Support iter_start_ts in integrated BlobDB (#11244)

Summary: Fixed an issue during backward iteration when `iter_start_ts` is set in an integrated BlobDB. Pull Request resolved: https://github.com/facebook/rocksdb/pull/11244 Test Plan: ```make check ./db_blob_basic_test --gtest_filter="DBBlobWithTimestampTest.IterateBlobs" tools/db_crashtest.py --stress_cmd=./db_stress --cleanup_cmd='' --enable_ts whitebox --random_kill_odd 888887 --enable_blob_files=1``` Reviewed By: ltamasi Differential Revision: D43506726 Pulled By: jowlyzhang fbshipit-source-id: 2cdc19ebf8da909d8d43d621353905784949a9f0

Support iter_start_ts in integrated BlobDB (#11244)
Summary: Fixed an issue during backward iteration when `iter_start_ts` is set in an integrated BlobDB. Pull Request resolved: https://github.com/facebook/rocksdb/pull/11244 Test Plan: ```make check ./db_blob_basic_test --gtest_filter="DBBlobWithTimestampTest.IterateBlobs" tools/db_crashtest.py --stress_cmd=./db_stress --cleanup_cmd='' --enable_ts whitebox --random_kill_odd 888887 --enable_blob_files=1``` Reviewed By: ltamasi Differential Revision: D43506726 Pulled By: jowlyzhang fbshipit-source-id: 2cdc19ebf8da909d8d43d621353905784949a9f0
f007b8fd · Yu Zhang · Facebook GitHub Bot · 229297d1 · f007b8fd · f007b8fd
4 changed file
--- a/HISTORY.md
+++ b/HISTORY.md
@@ -3,6 +3,9 @@
 ### Behavior changes
 * Compaction output file cutting logic now considers range tombstone start keys.
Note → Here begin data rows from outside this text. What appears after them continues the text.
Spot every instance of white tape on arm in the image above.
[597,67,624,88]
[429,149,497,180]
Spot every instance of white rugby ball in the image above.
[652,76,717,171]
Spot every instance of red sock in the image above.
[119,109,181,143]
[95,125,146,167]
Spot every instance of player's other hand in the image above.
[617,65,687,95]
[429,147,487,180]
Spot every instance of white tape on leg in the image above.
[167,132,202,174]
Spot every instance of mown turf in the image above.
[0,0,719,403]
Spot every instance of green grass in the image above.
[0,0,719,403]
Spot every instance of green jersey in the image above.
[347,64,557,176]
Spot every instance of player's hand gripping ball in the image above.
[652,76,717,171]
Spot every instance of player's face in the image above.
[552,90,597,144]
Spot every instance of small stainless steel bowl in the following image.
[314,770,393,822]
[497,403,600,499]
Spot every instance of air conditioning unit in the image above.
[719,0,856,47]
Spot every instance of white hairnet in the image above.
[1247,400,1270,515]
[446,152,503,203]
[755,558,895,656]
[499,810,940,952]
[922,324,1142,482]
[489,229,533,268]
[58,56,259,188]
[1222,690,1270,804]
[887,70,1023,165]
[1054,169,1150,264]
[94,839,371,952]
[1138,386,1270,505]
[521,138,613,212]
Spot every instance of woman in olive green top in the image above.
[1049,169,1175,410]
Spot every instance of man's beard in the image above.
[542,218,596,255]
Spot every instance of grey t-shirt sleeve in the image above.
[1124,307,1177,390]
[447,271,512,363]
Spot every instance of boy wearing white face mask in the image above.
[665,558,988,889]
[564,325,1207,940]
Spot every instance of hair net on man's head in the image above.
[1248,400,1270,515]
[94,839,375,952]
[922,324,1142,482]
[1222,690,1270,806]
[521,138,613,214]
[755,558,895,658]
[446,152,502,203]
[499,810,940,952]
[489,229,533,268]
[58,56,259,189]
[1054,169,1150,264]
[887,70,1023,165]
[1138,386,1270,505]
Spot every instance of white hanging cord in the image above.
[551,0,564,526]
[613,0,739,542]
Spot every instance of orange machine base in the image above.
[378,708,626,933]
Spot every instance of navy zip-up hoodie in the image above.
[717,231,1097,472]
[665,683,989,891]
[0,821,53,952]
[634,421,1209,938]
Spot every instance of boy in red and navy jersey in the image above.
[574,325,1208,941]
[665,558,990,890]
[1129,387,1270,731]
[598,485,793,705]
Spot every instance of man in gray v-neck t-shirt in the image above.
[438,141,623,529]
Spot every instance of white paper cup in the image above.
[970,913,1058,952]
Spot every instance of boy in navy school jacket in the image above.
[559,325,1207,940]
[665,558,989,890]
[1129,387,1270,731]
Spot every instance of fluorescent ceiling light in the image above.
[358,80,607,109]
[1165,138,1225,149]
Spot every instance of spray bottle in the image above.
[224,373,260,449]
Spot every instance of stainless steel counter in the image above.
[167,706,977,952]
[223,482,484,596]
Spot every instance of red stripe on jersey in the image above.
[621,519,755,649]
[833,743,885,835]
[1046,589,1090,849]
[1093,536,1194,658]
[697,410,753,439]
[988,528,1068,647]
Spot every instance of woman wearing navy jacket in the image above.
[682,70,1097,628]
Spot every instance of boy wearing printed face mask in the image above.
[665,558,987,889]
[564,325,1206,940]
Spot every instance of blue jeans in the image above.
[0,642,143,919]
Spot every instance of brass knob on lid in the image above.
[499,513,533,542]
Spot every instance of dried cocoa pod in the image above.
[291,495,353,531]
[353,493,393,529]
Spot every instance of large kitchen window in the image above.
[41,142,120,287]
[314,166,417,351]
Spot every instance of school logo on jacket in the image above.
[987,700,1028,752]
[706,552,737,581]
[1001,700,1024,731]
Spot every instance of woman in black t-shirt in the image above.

For example, SST partitioner now may receive ParitionRequest for range tombstone start keys.

+### Bug Fixes
+* Fixed an issue for backward iteration when `ReadOptions::iter_start_ts` is specified in combination with BlobDB.
+
 ## 8.0.0 (02/19/2023)
 ### Behavior changes
 * `ReadOptions::verify_checksums=false` disables checksum verification for more reads of non-`CacheEntryRole::kDataBlock` blocks.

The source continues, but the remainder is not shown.